Der Ausschluss der Öffentlichkeit von Parteitagen ist bisher nicht als Problem aufgetreten. Parteien haben eigentlich ein großes Interesse an Berichterstattung. Muss das Parteiengesetz nach den Vorfällen mit der AfD überarbeitet werden?
Karpen: Wenn sich die AfD als Geheimbund erweist, der stets hinter verschlossenen Türen verhandelt, müsste das Parteiengesetz überarbeitet werden.
In den USA verwehrt Donald Trump bestimmten Medien regelmäßig den Zugang zu Pressekonferenzen.
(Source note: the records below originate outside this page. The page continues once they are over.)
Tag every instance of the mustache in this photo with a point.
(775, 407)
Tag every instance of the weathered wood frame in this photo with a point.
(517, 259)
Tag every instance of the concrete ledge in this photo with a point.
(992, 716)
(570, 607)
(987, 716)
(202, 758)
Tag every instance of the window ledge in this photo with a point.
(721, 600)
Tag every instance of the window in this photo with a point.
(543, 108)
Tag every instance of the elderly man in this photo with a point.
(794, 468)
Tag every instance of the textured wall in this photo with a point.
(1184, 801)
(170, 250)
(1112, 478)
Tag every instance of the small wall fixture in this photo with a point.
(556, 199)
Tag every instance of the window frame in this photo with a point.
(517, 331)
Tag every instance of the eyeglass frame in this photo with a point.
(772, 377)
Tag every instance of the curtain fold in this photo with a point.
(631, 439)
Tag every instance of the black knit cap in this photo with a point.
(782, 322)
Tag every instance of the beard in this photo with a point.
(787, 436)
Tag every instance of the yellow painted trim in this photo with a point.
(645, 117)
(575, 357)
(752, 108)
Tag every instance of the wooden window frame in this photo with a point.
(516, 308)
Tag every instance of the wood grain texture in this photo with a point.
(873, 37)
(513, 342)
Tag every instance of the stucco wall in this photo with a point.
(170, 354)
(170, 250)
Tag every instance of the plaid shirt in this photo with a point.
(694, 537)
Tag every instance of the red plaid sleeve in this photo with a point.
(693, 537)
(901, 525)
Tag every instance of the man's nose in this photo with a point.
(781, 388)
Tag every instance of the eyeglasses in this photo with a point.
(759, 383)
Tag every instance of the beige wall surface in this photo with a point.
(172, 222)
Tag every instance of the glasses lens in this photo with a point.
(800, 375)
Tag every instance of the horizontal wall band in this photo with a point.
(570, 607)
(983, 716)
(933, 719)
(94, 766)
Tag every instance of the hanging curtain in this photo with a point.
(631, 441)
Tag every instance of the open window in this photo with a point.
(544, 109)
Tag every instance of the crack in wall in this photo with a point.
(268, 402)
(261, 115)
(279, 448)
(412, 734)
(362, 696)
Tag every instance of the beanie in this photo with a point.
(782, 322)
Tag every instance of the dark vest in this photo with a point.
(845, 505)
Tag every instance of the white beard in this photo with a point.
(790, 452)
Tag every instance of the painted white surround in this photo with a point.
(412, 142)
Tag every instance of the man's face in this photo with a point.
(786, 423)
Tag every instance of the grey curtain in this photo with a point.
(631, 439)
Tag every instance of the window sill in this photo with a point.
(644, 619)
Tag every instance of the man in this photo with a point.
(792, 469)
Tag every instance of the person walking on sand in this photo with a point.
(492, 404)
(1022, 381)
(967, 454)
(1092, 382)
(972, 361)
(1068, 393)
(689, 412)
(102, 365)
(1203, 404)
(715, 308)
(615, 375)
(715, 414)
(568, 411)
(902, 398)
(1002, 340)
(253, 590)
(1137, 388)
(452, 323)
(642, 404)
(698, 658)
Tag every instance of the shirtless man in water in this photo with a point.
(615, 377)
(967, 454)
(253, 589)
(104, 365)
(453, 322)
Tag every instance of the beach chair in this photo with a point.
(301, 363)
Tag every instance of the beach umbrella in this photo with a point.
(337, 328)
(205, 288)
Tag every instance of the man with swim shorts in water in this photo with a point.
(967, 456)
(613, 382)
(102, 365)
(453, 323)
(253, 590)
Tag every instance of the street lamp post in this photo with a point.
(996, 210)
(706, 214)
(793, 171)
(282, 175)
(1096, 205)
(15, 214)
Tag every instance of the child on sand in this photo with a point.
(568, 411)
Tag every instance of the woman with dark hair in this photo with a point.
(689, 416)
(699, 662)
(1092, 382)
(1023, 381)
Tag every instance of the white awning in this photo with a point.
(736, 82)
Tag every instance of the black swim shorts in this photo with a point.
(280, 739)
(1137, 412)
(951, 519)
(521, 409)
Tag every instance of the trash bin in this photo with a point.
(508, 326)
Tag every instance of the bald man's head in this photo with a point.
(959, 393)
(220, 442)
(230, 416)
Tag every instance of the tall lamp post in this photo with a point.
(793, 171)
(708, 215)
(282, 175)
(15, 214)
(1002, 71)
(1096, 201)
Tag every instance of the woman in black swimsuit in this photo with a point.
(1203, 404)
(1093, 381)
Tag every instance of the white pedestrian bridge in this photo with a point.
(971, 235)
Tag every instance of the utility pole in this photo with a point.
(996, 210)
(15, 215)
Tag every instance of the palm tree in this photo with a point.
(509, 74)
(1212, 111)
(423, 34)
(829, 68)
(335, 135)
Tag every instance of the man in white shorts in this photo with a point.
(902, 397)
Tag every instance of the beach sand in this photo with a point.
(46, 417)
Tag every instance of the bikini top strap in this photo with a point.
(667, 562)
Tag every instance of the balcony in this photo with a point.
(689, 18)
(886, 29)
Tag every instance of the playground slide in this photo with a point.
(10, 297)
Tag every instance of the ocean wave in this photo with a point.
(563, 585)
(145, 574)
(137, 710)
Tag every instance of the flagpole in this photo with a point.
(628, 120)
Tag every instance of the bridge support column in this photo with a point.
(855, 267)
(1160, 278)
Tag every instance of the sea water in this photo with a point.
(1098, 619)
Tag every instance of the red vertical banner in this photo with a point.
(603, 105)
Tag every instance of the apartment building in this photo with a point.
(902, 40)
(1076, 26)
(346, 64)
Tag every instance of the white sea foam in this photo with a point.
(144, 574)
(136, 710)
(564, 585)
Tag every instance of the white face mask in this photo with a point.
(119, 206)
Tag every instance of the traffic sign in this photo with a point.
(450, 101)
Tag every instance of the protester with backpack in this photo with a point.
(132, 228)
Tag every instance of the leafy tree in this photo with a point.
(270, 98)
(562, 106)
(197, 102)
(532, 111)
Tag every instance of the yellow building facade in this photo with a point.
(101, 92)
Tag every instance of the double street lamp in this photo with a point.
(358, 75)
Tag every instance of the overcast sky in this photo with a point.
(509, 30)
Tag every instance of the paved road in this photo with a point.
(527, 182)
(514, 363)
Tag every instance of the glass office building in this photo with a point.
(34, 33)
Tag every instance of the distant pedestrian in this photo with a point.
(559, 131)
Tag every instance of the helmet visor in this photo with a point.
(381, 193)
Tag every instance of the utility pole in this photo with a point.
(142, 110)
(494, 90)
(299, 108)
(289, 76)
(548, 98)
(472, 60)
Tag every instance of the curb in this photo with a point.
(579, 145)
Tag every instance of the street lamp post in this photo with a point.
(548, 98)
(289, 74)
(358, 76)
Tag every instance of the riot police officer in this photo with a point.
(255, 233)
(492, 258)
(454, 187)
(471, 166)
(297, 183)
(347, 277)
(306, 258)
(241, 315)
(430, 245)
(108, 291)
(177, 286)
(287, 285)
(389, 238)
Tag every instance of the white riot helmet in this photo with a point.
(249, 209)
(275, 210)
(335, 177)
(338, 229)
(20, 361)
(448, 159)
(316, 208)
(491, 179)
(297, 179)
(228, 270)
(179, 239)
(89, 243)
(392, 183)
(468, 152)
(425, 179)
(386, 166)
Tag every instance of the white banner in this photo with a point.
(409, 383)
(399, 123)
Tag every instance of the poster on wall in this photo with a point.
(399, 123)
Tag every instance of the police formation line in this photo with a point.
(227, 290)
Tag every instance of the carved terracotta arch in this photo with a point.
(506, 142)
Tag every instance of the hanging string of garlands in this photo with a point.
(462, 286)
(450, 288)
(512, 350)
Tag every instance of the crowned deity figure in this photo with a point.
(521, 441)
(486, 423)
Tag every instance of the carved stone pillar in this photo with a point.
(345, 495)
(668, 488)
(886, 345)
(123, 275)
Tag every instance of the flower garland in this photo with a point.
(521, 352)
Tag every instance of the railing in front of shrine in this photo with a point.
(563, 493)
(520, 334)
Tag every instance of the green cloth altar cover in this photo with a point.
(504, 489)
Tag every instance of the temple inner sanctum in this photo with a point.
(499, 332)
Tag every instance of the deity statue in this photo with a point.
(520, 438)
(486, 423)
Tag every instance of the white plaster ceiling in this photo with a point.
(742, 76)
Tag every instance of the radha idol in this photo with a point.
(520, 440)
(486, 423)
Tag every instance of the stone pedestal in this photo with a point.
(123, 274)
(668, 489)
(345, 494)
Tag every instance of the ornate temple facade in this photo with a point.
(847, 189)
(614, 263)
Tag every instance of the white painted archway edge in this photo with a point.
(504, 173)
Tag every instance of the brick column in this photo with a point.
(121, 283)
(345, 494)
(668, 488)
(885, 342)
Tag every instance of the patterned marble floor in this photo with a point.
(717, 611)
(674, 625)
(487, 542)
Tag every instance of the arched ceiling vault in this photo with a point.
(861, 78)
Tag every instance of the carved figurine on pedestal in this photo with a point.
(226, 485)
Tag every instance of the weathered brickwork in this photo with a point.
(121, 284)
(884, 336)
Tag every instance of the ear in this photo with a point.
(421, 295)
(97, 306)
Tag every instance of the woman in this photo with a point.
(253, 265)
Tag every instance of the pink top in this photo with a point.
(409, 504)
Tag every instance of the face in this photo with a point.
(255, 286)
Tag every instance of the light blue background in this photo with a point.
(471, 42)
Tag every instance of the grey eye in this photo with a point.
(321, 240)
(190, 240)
Auch die AfD hat bereits selektive Verbote für Pressevertreter ausgesprochen. Ist das rechtens?
Karpen: Das geht überhaupt gar nicht. Eine Meinungskontrolle durch den gezielten Ausschluss unliebsamer Medien ist nach Artikel 5 im Grundgesetz verfassungswidrig.
Immer wieder spricht die AfD von "Pinocchio-Presse" und "Lügenpresse". Der Vorsitzende der Niedersachsen-AfD nannte Journalisten am Wochenende "Maulwürfe". Ist das nicht eigentlich Verleumdung und damit strafbar?
Karpen: Die Presse insgesamt kann nicht verunglimpft werden. Wer aber bestimmte Medien verbal angreift - so wie es US-Präsident Trump etwa mit der "Washington Post" getan hat - macht sich im Zweifel strafbar. Der Verunglimpfte kann dann einen Strafantrag stellen und Schadensersatz fordern.